“I wish I had participated in the post-harvest fisheries business development training program earlier” says Peace Abla Gavor, a 54 year old fish processor at Elmina in the Central region. She was struggling with the family business she inherited.
After more than 30 years of stress and strain, her small enterprise fell on hard times. Peace’s children had to drop out of school to help keep the business running. The family was barely living from hand to mouth, a situation which is a major source of worry to her family. In Ghana, despite the central role women play in feeding the nation, their empowerment is largely overlooked in the fisheries sector.
Women consistently find them-selves confined to the lowest end of the fisheries value chain – a position that is perpetuating and widening a gender-based disparity in income.
Poor fish-handling and processing practices, inadequate records-keeping skills, illiteracy, and lack of access to loans also contribute to economic hardships that threaten entire families. To help show women like Peace a better way, USAID through the Sustainable Fisheries Management Project has been working to support Micro, Small and Medium Enterprises along the coastal communities.

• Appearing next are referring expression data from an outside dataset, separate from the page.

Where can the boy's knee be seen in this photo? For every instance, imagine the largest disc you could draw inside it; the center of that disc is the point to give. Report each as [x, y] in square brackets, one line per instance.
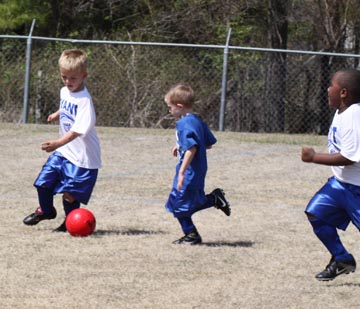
[68, 198]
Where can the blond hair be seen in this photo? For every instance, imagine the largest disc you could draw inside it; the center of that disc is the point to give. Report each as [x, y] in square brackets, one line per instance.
[73, 60]
[180, 94]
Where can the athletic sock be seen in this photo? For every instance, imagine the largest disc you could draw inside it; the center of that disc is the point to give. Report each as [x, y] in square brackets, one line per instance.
[330, 238]
[68, 207]
[46, 199]
[186, 224]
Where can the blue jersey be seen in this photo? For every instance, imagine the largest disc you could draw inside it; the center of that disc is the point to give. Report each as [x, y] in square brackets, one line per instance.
[192, 131]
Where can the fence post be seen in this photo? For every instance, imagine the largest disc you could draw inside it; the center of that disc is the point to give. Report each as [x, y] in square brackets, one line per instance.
[27, 75]
[224, 82]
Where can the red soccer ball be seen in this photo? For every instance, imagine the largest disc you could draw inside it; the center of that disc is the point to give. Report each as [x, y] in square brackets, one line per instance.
[80, 222]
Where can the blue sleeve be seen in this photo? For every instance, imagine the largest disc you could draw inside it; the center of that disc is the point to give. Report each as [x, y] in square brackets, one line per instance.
[209, 137]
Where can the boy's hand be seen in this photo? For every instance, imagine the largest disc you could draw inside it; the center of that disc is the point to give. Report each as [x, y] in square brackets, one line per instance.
[53, 117]
[307, 154]
[49, 146]
[180, 181]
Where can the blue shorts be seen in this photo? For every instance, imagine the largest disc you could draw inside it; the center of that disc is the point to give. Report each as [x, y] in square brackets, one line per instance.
[336, 203]
[60, 175]
[184, 203]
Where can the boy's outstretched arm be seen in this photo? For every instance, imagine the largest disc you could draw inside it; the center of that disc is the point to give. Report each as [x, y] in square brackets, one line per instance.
[53, 145]
[188, 157]
[308, 154]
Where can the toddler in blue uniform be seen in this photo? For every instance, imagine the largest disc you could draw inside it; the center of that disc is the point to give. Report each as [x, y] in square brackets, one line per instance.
[193, 139]
[73, 166]
[338, 201]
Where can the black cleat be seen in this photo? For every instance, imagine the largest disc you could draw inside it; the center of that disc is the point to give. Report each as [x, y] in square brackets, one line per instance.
[38, 216]
[221, 202]
[62, 228]
[336, 268]
[191, 238]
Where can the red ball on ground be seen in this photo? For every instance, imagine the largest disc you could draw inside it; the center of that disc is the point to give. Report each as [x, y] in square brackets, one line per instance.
[80, 222]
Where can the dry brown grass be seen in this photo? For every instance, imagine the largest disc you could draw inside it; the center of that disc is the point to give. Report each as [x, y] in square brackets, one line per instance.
[263, 256]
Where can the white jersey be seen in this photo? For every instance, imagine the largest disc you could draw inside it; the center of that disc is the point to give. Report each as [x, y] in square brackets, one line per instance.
[77, 114]
[344, 137]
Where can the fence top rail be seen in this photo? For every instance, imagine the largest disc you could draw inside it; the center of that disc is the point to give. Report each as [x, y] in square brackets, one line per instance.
[288, 51]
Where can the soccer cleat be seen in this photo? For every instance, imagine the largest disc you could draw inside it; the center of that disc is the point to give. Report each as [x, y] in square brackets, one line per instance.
[38, 216]
[336, 268]
[221, 202]
[191, 238]
[61, 228]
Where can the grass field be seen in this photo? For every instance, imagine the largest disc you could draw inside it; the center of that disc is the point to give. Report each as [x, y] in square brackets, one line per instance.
[263, 256]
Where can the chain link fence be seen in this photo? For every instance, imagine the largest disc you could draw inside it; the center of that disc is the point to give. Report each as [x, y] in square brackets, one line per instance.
[266, 90]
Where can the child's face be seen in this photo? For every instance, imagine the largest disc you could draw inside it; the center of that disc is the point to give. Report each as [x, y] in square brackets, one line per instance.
[334, 93]
[73, 79]
[177, 110]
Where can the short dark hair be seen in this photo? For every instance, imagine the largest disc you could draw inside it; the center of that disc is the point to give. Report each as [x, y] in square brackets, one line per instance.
[350, 79]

With the project’s support, more than 2034 people, the majority being women-owned businesses, have been trained in business development skills. Participants have learned about fish processing skills, food safety, pack-aging and marketing, financial management, and alternative livelihoods. They also received instruction on organizing and receiving soft loans from the financial market.
The training adds value to the participants’ products, thus increasing sales and expanding operations. In turn, these business owners can pursue meaningful change and improve their lives. After participating in a series of trainings, Peace moved away from her old method of business and has started practicing what she learned from the project.
Today, Peace keeps proper records, has expanded her business and has been awarded the most exemplary individual fish handling and processing practice along the coast. “Thanks to USAID Sustainable Fisheries Management Project (SFMP) I can now enjoy much benefits from my business” she smiled.